Le tueur de coûts… coûtait bien cher

Et, même pour l’État français, les détournements et magouilles sont devenus trop visibles : 60 millions d’euros de rémunérations cachées, l’emploi présumé fictif de sa sœur, l’achat et la rénovation par Nissan d’une villa luxueuse à Beyrouth, l’utilisation de fonds de l’entreprise pour couvrir ses pertes spéculatives personnelles et le paiement d’une rémunération de 7 millions d’euros en 2018 par une structure opaque Nissan-Mitsubishi basée en Hollande… Sans oublier la fraude fiscale ici même, puisque Ghosn avait choisi de ne plus être résident fiscal en France depuis 2012… Dans le contexte des « Gilets jaunes », ça commence à faire beaucoup !

« Bien fait pour lui ! »

Les salariéEs des sites Renault qui, au moment de l’arrestation de Ghosn, disaient « Bien fait pour lui ! », se marrent de la suite des déboires du « Cost Killer », chouchou des actionnaires auxquels il avait assuré des milliards d’euros de dividendes et qui se croyait dès lors intouchable.

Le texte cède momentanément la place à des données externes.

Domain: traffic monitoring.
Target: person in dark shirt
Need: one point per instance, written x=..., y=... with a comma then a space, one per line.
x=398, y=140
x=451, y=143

Ghosn lui-même n’a pas trop de quoi pleurer : bien qu’emprisonné depuis 2 mois, il était toujours payé par Renault jusqu'à sa démission du 24 janvier. Et voilà que commencerait la négociation de ses « conditions de départ » et du montant de sa retraite. Même un licenciement pour escroquerie, ça va lui rapporter de l’argent !

La place est bonne

Les candidats qui étaient sur la grille de départ pour prendre sa succession ne valaient pas mieux : en pole position, l’actuel PDG de Michelin, Jean-Dominique Sénard, 1 500 postes supprimés dans ce groupe en 2017, dont 1 000 dans l’usine de Clermont ; juste derrière lui, l’actuel numéro 2 de Toyota, Didier Leroy, qui a annulé pour l’année 2018, à l’usine d’Onnaing (dans le Nord), la « prime de participation » sous prétexte de déficit local, alors que le groupe réalisait un bénéfice record ; plus loin en deuxième ligne, un revenant, Patrick Pelata qui, il y a 8 ans, avait servi de fusible à Ghosn dans une obscure affaire de faux espionnage, révélatrice de la paranoïa du grand patron. C'est finalement Jean-Dominique Sénard qui a emporté la mise, associé à Thierry Bolloré, l'ex-adjoint de Ghosn.  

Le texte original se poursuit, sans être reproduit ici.